Based on real life events, Paan Singh Tomar is a film that looks at the life of an Army man and a medal winning steeplechase racer who takes on to becoming a dacoit/rebel due to certain unavoidable events in his personal life.
The film is a stark look at life, especially in the villages, but more so it tries to prove a point about how the sportsmen/women of India are not given enough credit and looked after once they retire.
This picking up of a social issue and developing a story around it has become somewhat of a recent trend in Indian movies.

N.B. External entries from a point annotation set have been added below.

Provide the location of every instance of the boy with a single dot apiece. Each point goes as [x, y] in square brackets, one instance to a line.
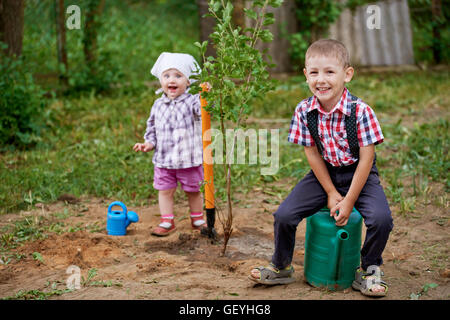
[342, 177]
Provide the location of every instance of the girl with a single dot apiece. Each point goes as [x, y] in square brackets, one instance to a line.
[174, 132]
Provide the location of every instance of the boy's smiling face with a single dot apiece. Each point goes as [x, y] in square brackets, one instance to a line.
[326, 77]
[173, 83]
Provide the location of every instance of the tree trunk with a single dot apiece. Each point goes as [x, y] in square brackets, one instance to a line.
[94, 10]
[436, 13]
[238, 13]
[11, 25]
[61, 39]
[207, 25]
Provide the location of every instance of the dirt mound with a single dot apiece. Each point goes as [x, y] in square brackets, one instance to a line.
[80, 248]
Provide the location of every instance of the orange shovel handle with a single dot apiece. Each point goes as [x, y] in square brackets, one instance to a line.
[207, 153]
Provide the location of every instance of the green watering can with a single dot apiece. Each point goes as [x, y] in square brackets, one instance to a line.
[332, 253]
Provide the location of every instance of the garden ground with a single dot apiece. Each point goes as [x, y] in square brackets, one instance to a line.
[186, 265]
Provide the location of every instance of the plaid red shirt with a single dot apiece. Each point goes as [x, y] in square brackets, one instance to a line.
[331, 127]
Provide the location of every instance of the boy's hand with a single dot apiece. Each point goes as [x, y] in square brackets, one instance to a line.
[334, 198]
[345, 208]
[144, 147]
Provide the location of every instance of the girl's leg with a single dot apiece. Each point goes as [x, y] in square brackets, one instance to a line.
[167, 224]
[196, 207]
[165, 200]
[195, 200]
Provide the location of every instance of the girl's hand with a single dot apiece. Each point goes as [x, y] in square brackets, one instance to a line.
[144, 147]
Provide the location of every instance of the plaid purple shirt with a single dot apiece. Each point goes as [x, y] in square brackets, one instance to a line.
[331, 127]
[175, 129]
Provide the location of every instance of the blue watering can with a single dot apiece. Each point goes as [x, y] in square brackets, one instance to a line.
[118, 220]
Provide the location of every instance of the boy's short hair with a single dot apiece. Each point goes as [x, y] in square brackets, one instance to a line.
[329, 47]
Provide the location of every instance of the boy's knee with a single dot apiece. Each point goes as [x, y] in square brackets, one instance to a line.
[382, 221]
[283, 216]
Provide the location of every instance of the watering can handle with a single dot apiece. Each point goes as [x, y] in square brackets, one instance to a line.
[117, 203]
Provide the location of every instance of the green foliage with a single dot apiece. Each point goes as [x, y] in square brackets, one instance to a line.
[21, 105]
[238, 74]
[423, 23]
[130, 36]
[314, 17]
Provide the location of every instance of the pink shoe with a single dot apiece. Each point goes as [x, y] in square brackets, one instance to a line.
[165, 228]
[198, 223]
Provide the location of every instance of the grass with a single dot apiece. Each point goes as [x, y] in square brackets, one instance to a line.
[87, 147]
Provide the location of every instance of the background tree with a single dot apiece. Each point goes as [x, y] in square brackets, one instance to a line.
[61, 40]
[94, 10]
[11, 25]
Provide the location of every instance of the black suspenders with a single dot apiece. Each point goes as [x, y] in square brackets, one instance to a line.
[350, 127]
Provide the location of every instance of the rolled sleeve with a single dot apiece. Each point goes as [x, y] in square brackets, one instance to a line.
[299, 132]
[369, 129]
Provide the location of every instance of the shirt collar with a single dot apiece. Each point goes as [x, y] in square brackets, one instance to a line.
[180, 98]
[342, 105]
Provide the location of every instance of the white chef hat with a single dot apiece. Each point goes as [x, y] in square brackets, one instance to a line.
[183, 62]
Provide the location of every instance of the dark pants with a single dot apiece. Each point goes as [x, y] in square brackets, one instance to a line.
[308, 197]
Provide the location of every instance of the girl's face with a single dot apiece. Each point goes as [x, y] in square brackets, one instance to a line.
[173, 83]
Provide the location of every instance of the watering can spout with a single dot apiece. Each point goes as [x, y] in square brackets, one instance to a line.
[341, 235]
[131, 217]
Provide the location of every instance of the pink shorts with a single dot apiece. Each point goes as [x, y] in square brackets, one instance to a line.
[189, 178]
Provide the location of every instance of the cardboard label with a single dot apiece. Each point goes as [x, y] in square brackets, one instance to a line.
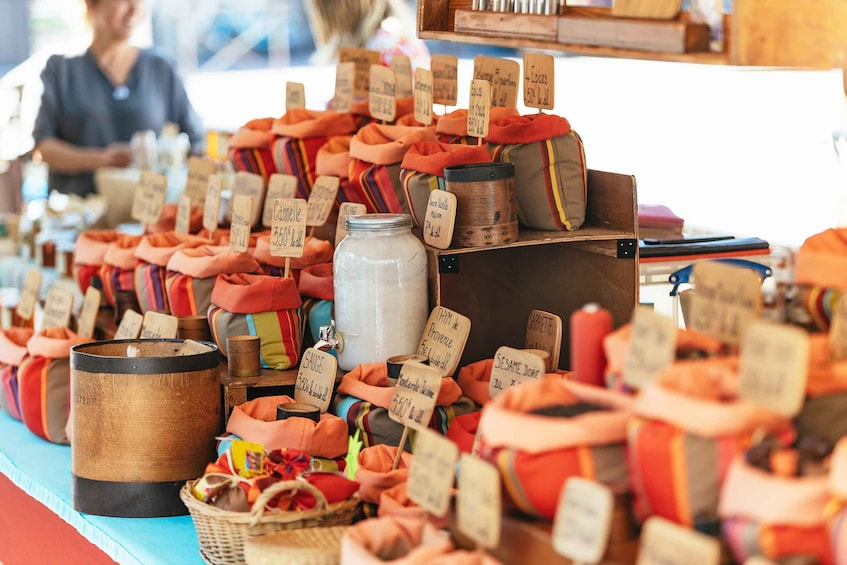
[431, 474]
[478, 501]
[156, 325]
[774, 366]
[544, 332]
[382, 98]
[445, 79]
[513, 367]
[279, 186]
[440, 219]
[212, 206]
[415, 395]
[423, 96]
[239, 229]
[539, 78]
[362, 60]
[130, 326]
[29, 294]
[288, 227]
[88, 314]
[295, 95]
[346, 209]
[321, 200]
[57, 308]
[665, 543]
[583, 520]
[444, 339]
[725, 301]
[198, 179]
[345, 76]
[479, 108]
[503, 75]
[315, 378]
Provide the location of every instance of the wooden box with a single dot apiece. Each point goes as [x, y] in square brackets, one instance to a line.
[497, 286]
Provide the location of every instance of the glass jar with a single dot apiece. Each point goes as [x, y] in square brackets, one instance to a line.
[380, 282]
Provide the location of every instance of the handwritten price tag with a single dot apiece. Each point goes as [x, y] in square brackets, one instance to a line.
[315, 378]
[774, 366]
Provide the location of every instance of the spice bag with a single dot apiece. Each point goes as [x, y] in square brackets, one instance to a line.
[259, 305]
[772, 516]
[44, 381]
[376, 152]
[255, 421]
[687, 427]
[12, 351]
[153, 253]
[540, 434]
[192, 273]
[89, 251]
[551, 179]
[422, 171]
[364, 396]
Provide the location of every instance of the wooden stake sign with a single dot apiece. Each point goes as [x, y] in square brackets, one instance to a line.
[774, 366]
[503, 76]
[652, 347]
[440, 219]
[280, 186]
[431, 474]
[544, 332]
[583, 520]
[538, 81]
[444, 339]
[315, 378]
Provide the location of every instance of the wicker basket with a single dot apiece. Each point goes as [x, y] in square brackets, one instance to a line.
[222, 533]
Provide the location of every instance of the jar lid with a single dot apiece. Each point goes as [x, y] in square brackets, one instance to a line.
[475, 172]
[378, 222]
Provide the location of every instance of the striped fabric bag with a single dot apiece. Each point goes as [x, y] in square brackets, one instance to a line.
[260, 305]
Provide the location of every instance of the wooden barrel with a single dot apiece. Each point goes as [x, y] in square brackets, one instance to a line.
[140, 426]
[486, 203]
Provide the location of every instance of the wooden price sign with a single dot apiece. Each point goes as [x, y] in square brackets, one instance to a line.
[774, 366]
[478, 501]
[252, 185]
[440, 219]
[347, 209]
[156, 325]
[315, 378]
[503, 76]
[29, 294]
[652, 347]
[362, 60]
[130, 326]
[149, 199]
[665, 543]
[345, 76]
[479, 109]
[423, 96]
[295, 95]
[444, 339]
[539, 77]
[726, 300]
[402, 67]
[321, 200]
[431, 474]
[445, 79]
[212, 205]
[544, 332]
[512, 367]
[583, 520]
[88, 315]
[197, 183]
[280, 186]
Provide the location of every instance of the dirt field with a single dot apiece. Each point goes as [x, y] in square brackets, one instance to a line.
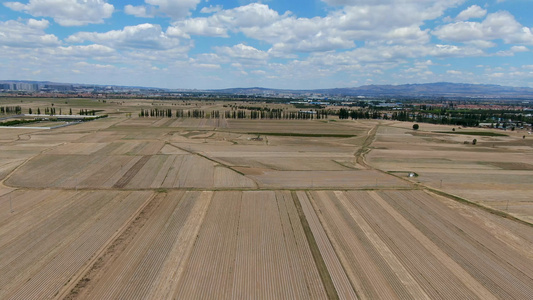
[167, 208]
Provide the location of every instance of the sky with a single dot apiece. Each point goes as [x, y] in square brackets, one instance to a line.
[296, 44]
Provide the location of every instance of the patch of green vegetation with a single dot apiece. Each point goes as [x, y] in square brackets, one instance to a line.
[303, 134]
[479, 133]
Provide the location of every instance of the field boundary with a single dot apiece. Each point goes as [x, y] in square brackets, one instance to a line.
[490, 210]
[317, 256]
[79, 282]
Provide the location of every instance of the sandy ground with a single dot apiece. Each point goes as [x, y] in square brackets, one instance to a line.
[139, 208]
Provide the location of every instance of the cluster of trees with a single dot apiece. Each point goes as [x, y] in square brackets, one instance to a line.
[86, 112]
[156, 112]
[238, 114]
[10, 109]
[51, 111]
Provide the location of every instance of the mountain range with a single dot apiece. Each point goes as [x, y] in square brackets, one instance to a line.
[439, 89]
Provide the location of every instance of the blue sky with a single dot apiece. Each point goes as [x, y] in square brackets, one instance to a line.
[273, 43]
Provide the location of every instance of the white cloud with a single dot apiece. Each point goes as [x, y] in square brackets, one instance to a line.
[454, 72]
[26, 35]
[91, 51]
[472, 12]
[138, 11]
[519, 49]
[500, 25]
[143, 36]
[197, 26]
[67, 12]
[242, 51]
[211, 9]
[176, 9]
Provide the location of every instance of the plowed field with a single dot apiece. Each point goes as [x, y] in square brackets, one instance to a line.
[182, 208]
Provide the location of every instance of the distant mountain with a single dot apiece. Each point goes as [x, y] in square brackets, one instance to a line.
[439, 89]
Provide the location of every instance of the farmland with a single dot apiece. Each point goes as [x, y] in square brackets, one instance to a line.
[182, 208]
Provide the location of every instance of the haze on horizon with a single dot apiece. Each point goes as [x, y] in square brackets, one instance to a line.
[276, 44]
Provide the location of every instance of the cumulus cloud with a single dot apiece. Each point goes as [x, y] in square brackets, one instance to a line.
[26, 35]
[211, 9]
[500, 25]
[471, 12]
[143, 36]
[67, 12]
[138, 11]
[176, 9]
[82, 51]
[242, 51]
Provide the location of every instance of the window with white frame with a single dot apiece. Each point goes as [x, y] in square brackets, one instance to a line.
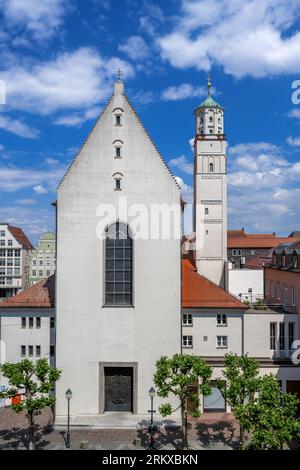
[281, 336]
[222, 319]
[293, 295]
[278, 290]
[272, 336]
[222, 342]
[187, 341]
[187, 319]
[267, 287]
[291, 334]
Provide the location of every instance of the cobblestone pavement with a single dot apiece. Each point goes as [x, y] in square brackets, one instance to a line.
[213, 431]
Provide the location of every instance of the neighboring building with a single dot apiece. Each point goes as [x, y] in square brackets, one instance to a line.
[242, 247]
[210, 190]
[15, 249]
[247, 284]
[215, 323]
[43, 259]
[282, 279]
[27, 325]
[118, 294]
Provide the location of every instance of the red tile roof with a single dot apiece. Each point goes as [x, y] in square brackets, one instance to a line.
[40, 295]
[20, 237]
[198, 291]
[258, 242]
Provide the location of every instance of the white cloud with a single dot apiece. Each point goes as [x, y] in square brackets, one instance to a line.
[152, 18]
[51, 161]
[263, 188]
[18, 128]
[135, 48]
[182, 92]
[40, 189]
[40, 18]
[26, 202]
[253, 38]
[293, 141]
[295, 113]
[13, 179]
[76, 119]
[75, 81]
[182, 164]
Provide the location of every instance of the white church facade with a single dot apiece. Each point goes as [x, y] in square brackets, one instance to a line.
[120, 310]
[125, 292]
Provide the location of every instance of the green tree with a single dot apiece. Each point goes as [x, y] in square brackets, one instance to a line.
[175, 375]
[238, 386]
[271, 417]
[35, 382]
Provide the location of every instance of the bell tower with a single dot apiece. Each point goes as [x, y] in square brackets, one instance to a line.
[210, 190]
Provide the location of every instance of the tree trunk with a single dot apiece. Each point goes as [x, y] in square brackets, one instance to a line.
[30, 431]
[242, 437]
[184, 424]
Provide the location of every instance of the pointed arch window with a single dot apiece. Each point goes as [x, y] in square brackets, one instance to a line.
[118, 265]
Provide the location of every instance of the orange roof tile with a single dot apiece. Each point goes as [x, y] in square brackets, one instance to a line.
[40, 295]
[198, 291]
[258, 242]
[20, 237]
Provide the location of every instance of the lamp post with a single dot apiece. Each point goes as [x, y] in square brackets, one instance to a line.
[151, 428]
[68, 397]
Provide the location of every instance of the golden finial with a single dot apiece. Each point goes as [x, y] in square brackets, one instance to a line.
[209, 85]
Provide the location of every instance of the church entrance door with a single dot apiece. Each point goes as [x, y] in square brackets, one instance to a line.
[118, 389]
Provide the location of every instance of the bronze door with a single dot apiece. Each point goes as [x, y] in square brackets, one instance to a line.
[118, 388]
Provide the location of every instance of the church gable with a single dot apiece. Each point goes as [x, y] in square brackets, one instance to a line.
[119, 146]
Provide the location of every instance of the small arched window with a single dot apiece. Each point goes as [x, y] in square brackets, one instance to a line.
[118, 178]
[118, 265]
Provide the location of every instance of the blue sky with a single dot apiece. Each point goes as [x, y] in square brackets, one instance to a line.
[58, 62]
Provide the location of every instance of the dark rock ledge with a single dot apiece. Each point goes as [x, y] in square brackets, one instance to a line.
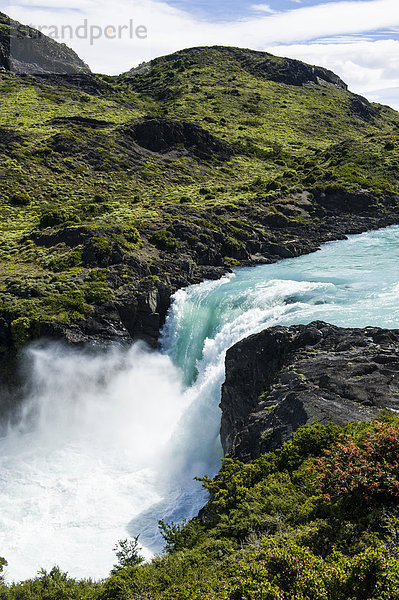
[287, 377]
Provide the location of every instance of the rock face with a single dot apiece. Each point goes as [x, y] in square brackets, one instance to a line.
[287, 377]
[164, 135]
[26, 50]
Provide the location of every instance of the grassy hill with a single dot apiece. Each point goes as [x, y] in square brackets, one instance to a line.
[113, 188]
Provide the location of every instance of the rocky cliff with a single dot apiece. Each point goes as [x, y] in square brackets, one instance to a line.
[26, 50]
[117, 191]
[287, 377]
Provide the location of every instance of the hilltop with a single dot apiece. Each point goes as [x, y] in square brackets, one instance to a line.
[116, 191]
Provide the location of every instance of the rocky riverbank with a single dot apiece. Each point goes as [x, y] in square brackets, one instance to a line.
[287, 377]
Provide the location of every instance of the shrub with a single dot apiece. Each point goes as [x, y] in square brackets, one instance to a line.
[365, 469]
[20, 199]
[164, 240]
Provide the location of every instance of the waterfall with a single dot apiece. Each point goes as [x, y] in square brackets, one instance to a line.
[109, 441]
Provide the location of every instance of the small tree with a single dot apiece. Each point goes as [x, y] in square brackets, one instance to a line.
[128, 554]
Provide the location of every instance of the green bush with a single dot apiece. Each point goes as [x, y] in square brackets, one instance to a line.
[164, 240]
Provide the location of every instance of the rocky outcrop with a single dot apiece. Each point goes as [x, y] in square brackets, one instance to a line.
[287, 377]
[26, 50]
[164, 135]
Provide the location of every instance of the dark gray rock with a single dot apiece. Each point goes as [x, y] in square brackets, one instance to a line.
[287, 377]
[26, 50]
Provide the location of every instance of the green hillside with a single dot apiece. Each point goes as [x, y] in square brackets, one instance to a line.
[105, 180]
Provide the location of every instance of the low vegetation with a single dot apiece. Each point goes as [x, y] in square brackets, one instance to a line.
[81, 186]
[315, 520]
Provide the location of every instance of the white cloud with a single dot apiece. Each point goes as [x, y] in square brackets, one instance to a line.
[366, 65]
[263, 8]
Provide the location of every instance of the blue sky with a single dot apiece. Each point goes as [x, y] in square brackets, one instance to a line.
[358, 39]
[221, 10]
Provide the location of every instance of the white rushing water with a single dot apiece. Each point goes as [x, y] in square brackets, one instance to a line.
[108, 443]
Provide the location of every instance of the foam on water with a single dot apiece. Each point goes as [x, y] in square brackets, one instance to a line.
[108, 443]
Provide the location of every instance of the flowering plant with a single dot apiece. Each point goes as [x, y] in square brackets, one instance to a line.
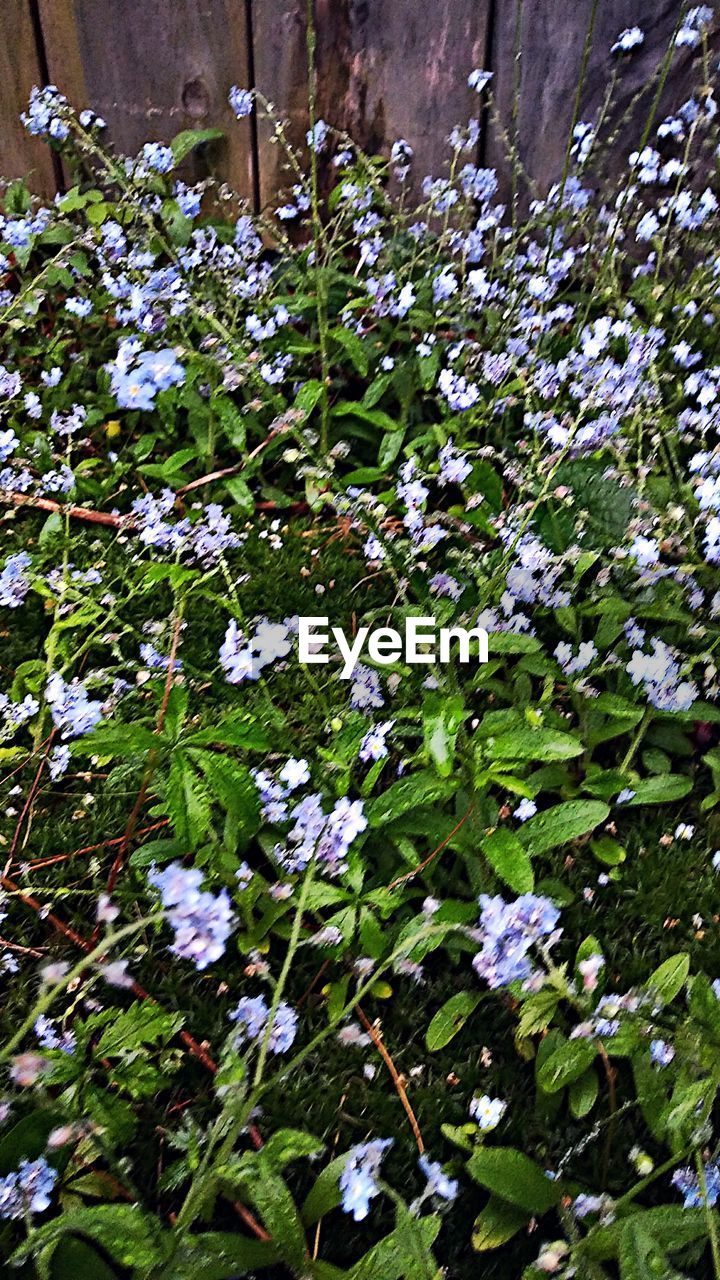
[278, 942]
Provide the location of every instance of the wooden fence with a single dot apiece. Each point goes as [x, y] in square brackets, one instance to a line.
[386, 69]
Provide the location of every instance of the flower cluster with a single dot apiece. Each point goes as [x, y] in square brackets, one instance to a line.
[203, 922]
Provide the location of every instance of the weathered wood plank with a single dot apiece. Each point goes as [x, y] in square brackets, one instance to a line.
[405, 69]
[19, 71]
[154, 68]
[550, 64]
[386, 69]
[281, 74]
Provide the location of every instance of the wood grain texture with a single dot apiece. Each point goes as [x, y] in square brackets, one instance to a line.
[153, 68]
[19, 71]
[400, 71]
[551, 42]
[281, 74]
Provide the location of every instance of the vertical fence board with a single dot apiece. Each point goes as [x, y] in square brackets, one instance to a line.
[404, 71]
[386, 69]
[281, 74]
[550, 65]
[19, 71]
[155, 68]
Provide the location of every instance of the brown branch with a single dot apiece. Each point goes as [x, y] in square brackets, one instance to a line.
[427, 860]
[27, 805]
[150, 768]
[376, 1036]
[92, 849]
[91, 517]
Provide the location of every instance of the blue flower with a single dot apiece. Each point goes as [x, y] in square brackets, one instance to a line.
[27, 1189]
[203, 922]
[358, 1180]
[72, 711]
[158, 156]
[13, 583]
[78, 306]
[688, 1184]
[241, 101]
[253, 1015]
[438, 1183]
[661, 1054]
[509, 932]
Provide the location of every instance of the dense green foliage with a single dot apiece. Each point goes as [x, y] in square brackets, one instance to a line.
[260, 918]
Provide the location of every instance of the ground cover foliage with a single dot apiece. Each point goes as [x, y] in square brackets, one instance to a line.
[413, 973]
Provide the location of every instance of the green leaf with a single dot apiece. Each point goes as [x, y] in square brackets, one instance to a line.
[497, 1224]
[396, 1256]
[537, 1011]
[373, 416]
[417, 791]
[185, 142]
[639, 1256]
[509, 860]
[187, 801]
[566, 1064]
[561, 823]
[215, 1256]
[583, 1093]
[352, 346]
[124, 1232]
[514, 1176]
[324, 1194]
[670, 977]
[390, 447]
[139, 1025]
[442, 718]
[233, 731]
[287, 1144]
[671, 1226]
[27, 1139]
[73, 1260]
[662, 789]
[451, 1018]
[534, 744]
[260, 1183]
[117, 740]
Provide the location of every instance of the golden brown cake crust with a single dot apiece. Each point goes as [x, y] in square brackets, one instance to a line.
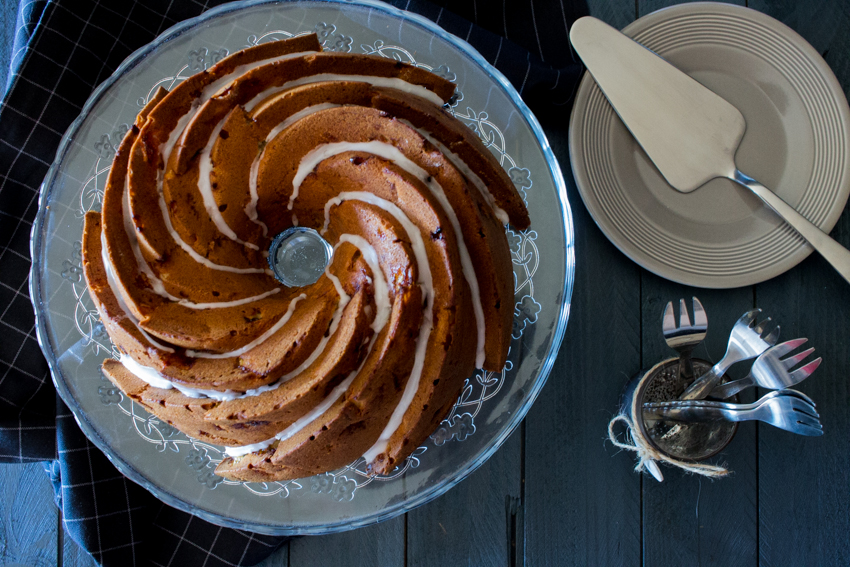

Although there is nothing wrong with informing the audience of the injustice that happens around them, it is my belief that eventually these films don't have any impact in real life, at least not a major one. Moreover, as is the case with Paan Singh Tomar, social issue films get appreciated more for their content rather than for the actual film.
As a film Paan Singh Tomar is very mediocre. The editing in the first half is very choppy and at times irritating. The running/race scenes along with the training montages are not at all pleasing or exciting, but simply repetitive and eventually a tad boring. I wish the director would have seen Chariots of Fire to really make the races more heart pounding. Irrfan is a great actor, one of the best in India, but he is not a runner and this fact is evident on screen.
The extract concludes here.